Updating my carbon footprint as a physician without diabetes on an LCHF diet – More about cars and carbohydrates than cows

2018.05 Low Carb and Low Carbon - Ted Eytan MD-1001 872
2018.05 Low Carb and Low Carbon – Ted Eytan MD-1001 872 (View on Flickr.com)

This is an update of a previous post from October, 2019 with a new calculation, additions to my learning, and a purchase of carbon offsets for this year.

Climate change is a threat to human and planetary health

… and so is metabolic disease

People who eat animal-sourced foods to maintain their metabolic health are equi-capable and equi-responsible for mitigating climate change.

Calculating carbon footprint

It’s very difficult, if not impossible, to accurately calculate one’s carbon footprint, because of the different assumptions made about lifestyle in each model.

I’m using the United Nations’ Carbon Offset Platform calculator as a baseline. A more comprehensive calculator with good documentation developed at UC Berkeley is also available (see references). The UN calculator allows you to buy offsets following your calculation, which is convenient. I’ve written about how to do all of that in a separate post.

Diet

This seems to get all of the attention in personal carbon emission reduction, even though it’s not the most dominant source. There are a lot of theories about this, related to ideological and political considerations. I’ll start there since that’s the environment we’re in.

Estimations of animal sourced food vs a vegan diet seem to range between increase in emissions by 0.8 – 2 metric tons of carbon emissions/person/year. The UN model adds 1.21 metric tons for a meat-inclusive diet so that’s what’s I went with. I have gone farther in depth to model the assumptions made by these calculators and believe that 1.2 metric tons makes sense.

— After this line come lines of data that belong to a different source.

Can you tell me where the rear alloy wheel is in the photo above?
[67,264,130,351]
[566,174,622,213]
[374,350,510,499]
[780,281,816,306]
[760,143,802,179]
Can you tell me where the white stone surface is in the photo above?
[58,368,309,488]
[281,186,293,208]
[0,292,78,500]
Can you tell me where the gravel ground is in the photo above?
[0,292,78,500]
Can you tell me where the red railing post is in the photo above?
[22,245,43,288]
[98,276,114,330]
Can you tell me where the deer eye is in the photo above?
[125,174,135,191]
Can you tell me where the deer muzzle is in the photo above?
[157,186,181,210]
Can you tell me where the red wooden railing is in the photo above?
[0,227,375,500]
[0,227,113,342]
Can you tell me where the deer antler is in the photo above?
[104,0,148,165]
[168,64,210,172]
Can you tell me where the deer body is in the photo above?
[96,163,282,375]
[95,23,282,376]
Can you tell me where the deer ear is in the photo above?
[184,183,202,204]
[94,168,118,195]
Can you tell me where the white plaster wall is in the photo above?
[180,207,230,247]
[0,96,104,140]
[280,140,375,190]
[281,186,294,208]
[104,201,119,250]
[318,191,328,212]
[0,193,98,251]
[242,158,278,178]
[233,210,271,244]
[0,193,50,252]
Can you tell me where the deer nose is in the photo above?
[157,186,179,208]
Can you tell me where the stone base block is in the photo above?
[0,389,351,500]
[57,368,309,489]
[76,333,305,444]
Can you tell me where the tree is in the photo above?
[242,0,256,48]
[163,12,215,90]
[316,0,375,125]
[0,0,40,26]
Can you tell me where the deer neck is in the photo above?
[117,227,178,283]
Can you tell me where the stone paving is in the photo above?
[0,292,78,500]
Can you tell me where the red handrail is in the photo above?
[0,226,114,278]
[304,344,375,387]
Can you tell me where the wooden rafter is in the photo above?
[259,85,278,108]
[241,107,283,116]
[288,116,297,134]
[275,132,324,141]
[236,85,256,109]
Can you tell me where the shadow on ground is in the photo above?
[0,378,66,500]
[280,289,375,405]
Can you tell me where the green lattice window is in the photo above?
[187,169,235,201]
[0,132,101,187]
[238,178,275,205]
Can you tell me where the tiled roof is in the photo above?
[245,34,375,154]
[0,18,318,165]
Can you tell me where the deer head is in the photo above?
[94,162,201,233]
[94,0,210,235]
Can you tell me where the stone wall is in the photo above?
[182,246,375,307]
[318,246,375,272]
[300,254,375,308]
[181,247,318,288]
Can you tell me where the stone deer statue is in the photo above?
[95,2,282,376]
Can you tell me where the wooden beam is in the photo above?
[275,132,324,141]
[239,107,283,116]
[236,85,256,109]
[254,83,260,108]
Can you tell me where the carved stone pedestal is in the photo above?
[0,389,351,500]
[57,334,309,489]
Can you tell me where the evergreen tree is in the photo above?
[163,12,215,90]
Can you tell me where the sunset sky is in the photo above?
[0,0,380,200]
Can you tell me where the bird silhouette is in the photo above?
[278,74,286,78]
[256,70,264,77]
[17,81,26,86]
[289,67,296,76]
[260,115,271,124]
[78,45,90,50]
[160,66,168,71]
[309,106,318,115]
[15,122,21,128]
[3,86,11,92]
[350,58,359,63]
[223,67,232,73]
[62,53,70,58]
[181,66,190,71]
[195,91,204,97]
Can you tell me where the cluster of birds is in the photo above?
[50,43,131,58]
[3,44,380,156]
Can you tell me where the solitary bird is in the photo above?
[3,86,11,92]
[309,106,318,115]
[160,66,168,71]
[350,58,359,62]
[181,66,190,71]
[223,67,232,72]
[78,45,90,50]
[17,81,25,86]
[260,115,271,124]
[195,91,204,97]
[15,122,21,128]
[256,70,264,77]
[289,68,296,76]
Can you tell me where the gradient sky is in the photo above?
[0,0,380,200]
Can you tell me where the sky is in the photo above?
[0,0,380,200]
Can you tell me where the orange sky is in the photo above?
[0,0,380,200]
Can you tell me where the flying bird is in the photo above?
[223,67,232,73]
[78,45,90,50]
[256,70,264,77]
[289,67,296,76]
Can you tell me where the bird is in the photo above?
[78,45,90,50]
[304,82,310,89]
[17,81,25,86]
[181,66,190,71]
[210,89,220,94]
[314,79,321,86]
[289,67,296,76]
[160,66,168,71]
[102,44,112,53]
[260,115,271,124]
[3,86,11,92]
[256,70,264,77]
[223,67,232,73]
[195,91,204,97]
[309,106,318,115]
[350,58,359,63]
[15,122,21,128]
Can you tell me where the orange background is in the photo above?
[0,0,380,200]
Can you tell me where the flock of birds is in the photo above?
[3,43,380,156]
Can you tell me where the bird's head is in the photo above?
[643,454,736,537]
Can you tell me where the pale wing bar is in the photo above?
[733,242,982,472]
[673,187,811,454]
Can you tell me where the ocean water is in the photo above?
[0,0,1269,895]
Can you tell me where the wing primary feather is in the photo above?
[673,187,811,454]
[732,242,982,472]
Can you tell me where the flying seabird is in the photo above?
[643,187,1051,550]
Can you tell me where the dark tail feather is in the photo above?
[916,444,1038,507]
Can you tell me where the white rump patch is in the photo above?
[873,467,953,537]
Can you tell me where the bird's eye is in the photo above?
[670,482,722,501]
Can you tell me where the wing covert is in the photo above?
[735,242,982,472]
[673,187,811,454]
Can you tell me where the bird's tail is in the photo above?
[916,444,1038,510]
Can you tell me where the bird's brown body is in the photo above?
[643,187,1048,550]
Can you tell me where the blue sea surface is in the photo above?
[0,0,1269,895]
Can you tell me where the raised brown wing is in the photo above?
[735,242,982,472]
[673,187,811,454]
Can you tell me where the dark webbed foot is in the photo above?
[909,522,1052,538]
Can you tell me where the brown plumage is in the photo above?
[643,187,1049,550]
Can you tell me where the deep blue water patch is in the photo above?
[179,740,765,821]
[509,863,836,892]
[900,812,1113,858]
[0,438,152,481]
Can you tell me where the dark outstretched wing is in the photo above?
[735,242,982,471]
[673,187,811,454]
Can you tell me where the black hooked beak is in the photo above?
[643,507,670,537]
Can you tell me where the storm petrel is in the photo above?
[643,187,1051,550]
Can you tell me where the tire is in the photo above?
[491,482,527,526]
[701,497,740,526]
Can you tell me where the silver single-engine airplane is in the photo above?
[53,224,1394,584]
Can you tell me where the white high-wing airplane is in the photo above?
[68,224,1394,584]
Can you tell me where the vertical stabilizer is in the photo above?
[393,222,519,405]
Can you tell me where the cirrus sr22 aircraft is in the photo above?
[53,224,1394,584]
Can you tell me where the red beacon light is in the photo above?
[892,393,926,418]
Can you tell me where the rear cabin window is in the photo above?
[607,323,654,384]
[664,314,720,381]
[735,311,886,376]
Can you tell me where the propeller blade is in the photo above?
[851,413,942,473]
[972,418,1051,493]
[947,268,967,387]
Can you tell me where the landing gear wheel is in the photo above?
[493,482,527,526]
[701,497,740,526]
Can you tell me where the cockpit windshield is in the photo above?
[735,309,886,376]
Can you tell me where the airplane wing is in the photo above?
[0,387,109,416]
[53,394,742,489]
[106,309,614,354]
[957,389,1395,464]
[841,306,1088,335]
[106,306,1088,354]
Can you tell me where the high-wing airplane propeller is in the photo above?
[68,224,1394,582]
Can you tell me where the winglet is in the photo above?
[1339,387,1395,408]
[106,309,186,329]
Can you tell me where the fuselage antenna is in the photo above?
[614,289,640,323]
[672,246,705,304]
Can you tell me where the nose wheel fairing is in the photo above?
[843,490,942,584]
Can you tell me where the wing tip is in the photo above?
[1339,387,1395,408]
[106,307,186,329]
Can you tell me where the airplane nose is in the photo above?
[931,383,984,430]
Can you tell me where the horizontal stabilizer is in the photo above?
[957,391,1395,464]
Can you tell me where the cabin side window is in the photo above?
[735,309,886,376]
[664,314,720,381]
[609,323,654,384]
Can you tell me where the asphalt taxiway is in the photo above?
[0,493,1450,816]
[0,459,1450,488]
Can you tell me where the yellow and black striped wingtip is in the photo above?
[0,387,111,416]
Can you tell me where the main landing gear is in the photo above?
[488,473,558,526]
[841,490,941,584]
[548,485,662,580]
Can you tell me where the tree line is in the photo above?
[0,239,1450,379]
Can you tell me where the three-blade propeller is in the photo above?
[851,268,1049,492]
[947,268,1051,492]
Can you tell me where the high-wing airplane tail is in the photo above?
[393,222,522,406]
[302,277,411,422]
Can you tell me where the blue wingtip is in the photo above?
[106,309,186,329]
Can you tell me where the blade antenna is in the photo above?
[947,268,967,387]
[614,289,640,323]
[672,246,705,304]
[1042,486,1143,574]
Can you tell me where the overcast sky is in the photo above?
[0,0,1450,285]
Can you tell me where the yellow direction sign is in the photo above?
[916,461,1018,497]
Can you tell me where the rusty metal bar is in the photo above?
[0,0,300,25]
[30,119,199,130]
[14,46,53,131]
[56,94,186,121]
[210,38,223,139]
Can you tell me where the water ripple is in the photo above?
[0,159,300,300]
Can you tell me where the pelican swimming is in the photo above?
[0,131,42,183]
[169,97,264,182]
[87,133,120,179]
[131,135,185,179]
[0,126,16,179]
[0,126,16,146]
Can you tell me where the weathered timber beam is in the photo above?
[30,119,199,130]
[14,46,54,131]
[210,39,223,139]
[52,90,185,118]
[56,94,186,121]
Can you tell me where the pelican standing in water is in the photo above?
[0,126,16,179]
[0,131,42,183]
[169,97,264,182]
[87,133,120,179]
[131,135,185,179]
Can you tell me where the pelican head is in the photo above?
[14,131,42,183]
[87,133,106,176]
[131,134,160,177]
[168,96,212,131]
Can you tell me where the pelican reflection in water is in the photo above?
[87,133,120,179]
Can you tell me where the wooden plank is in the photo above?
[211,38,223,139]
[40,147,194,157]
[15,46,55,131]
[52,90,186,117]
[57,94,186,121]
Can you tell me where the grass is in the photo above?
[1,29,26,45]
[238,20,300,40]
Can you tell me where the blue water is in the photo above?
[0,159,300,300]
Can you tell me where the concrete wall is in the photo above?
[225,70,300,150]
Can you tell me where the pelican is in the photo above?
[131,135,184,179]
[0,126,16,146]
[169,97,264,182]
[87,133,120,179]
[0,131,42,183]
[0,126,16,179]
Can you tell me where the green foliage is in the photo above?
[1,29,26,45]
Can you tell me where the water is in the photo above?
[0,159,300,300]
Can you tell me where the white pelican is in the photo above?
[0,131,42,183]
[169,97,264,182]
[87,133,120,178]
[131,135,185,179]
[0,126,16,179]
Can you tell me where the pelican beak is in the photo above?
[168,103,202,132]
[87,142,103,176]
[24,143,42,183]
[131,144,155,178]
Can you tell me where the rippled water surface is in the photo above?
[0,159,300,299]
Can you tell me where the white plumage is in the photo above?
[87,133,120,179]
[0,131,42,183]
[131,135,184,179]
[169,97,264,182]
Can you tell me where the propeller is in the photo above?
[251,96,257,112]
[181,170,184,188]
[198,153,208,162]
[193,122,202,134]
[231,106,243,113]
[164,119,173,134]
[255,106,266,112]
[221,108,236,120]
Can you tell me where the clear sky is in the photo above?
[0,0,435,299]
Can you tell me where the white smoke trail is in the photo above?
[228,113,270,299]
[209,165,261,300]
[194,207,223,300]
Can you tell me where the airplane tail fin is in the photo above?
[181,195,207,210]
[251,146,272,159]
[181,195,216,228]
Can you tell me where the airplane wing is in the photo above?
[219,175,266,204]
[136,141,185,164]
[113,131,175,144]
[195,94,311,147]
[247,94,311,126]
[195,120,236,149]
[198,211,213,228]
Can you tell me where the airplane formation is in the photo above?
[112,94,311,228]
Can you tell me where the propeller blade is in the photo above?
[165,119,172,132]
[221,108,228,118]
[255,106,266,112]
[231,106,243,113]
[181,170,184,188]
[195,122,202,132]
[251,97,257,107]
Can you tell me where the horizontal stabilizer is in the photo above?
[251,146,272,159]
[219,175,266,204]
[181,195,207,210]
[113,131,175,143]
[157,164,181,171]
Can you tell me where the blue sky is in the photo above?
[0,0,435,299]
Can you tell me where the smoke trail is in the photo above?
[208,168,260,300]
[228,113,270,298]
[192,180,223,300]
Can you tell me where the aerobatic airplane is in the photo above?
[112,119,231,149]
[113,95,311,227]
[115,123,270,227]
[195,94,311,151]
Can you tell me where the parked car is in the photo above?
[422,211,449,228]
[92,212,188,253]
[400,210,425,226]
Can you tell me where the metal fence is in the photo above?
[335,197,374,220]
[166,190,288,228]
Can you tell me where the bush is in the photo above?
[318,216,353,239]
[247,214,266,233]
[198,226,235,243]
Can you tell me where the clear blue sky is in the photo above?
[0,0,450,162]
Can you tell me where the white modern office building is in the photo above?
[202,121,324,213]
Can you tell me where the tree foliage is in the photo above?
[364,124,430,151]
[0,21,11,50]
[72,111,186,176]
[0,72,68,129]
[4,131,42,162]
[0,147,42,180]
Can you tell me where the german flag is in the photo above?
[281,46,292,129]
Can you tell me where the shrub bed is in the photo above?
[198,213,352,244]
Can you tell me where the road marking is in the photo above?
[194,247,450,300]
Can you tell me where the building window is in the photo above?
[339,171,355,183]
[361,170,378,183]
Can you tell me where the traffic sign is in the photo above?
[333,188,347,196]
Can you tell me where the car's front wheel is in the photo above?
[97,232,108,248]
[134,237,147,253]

  • Animal sourced food diets emit more carbon than vegan ones, the question is by what margin
    • I am aware of the literature around regenerative agriculture and other approaches; my understanding is that these are still in the theoretical stage – if anyone has better information, send my way.
  • The model used in this calculator is based on the Standard American Diet (SAD) and not low carbohydrate, healthy fat, real food (LCHF) approaches
    • It includes snacking, refined grains, and artificial foods, and does not incorporate impacts of greater health care use from these things
    • It assesses food source based on “carbon emissions per kcal,” which doesn’t account for nutrient density, amount of food required for nourishment and associated carbon costs (packaging, transport, etc etc).

Since 2019, a new study out of Japan has modeled the diet-related carbon footprints of high carbon emitting households and low-carbon emitting households and found just 9% of the difference is related to meat purchases. See: Metabolic Health Mythbusting: Meat Consumption Does Not Explain Differences in Household Food Carbon Footprints in Japan)

Goods and services, including health care

Here’s that image, again – where cars and carbohydrates come together in an un-healthy way….

2018.05 Low Carb and Low Carbon - Ted Eytan MD 1001-766
2018.05 Low Carb and Low Carbon – Ted Eytan MD 1001-766 (View on Flickr.com)

Energy – source of greatest emissions

  • Not owning a car reduces emissions by 2.51 metric tons / year
  • Household energy use and air travel are significant contributors to the carbon footprint. Compared to last year, I’m planning on reducing air travel, which is responsible for the 3 metric tonne reduction. That’s equivalent to going vegan for 3+ years.

Overall footprint, carbon offsets

The greatest impact on carbon footprint is in managing energy use, and that includes energy used for transportation as well as to create goods and services whose use could be averted (such as health care).

I have purchased carbon offsets for the footprint above for 2020. I’ll post on that next (trust, and verify).

Our climate is changing:

2018.05 Low Carb and Low Carbon - Ted Eytan MD-1001-781
2018.05 Low Carb and Low Carbon – Ted Eytan MD-1001-781 (View on Flickr.com)

And, we’re in the era of diabetes reversal, why don’t more doctors know?

Feel free to check my work in the comments, we have a desire to know rather than a desire to be right.

References

  1. United Nations: offset.climateneutralnow.org
  2. CoolClimate Network: coolclimate.org/calculator
  3. Jones CM, Kammen DM. Quantifying Carbon Footprint Reduction Opportunities for U.S. Households and Communities. Environ Sci Technol [Internet]. 2011 May [cited 2019 Oct 3];45(9):4088–95. Available from: https://pubs.acs.org/doi/10.1021/es102221h

Disclosures

See my disclosures page. Short version: I have none.